Известно, что наиболее часто для определения копийности рекомбинантной конструкции в трансгенных растениях используют Саузерн-блот анализ [Southern Е.М. (1975) Detection of specific sequences among DNA fragments separated by gelelectrophoresis // J Mol Biol. 98 (3): 509-517]. Для выявления количества копий трансгена используют тотальную ДНК исследуемого образца, фрагментированную рестриктазами с высокочастотой встречаемости сайтов рестрикции. Фрагментированную ДНК разделяют в электрофорезном геле и переносят на нитроцеллюлозную мембрану с последующим осуществлением гибридизации радиоактивно (флюоресцентно) меченной пробой с известной последовательностью ДНК. После гибридизации избыток пробы отмывают с мембраны и визуализируют продукты гибридизации путем авторадиографии. Недостатками метода является трудоемкость, длительность, а также существует возможность ошибки, в случае если несколько копий рекомбинантной конструкции находятся между сайтами рестрикции, что во время визуализации мембраны может быть интерпретировано как одна копия.

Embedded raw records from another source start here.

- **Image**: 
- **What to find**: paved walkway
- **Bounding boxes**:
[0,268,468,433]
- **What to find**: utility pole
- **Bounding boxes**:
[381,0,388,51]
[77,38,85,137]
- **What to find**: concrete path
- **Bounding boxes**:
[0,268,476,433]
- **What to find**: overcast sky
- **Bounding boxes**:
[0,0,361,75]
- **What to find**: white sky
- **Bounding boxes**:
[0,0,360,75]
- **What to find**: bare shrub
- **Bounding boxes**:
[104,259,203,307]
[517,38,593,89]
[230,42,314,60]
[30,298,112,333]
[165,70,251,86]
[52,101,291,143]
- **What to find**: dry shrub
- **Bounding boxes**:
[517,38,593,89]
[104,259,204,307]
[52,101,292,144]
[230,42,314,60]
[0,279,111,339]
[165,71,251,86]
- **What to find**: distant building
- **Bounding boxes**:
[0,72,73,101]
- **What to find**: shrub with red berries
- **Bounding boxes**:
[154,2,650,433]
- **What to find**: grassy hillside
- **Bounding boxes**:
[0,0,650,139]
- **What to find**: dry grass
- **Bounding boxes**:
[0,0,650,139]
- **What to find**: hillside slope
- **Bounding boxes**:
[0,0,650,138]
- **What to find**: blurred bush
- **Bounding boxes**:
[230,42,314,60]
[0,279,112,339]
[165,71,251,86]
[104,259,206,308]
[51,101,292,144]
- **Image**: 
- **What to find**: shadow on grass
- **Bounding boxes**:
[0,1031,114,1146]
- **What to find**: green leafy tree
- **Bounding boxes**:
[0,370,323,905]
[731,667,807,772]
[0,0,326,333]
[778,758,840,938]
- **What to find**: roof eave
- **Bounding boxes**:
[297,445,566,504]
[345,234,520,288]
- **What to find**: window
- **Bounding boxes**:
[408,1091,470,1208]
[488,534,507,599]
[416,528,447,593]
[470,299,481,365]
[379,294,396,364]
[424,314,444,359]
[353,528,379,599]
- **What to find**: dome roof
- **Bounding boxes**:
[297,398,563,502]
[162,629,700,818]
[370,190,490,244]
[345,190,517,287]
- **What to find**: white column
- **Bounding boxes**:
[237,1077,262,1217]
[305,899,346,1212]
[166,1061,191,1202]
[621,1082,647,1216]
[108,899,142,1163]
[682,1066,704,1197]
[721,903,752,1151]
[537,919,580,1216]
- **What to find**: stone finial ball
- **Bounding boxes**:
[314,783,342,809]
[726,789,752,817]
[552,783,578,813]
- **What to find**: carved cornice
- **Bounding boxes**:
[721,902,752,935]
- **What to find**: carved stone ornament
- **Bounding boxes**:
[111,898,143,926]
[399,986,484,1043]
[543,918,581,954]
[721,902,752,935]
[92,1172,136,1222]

Известно использование обратной дот-блот гибридизации для детектирования копий рекомбинантной ДНК [Patent US WO 1993009245 A1, 13.05.1993 Reverse dot blot hybridization using tandem head-to-tail monomers containing probes synthesized by staggered complementary primers]. Способ обнаружения присутствия или отсутствия последовательности нуклеиновой кислоты на основе связывания с полимерным субстратом, выбранных олигонуклеотидных зондов с комплементарными областями в последовательности нуклеиновой кислоты, которая должна быть обнаружена. Основным недостатком данного метода является невозможность определения количества копий встроенной ДНК, т.к. метод позволяет только определить присутствие или отсутствие гена.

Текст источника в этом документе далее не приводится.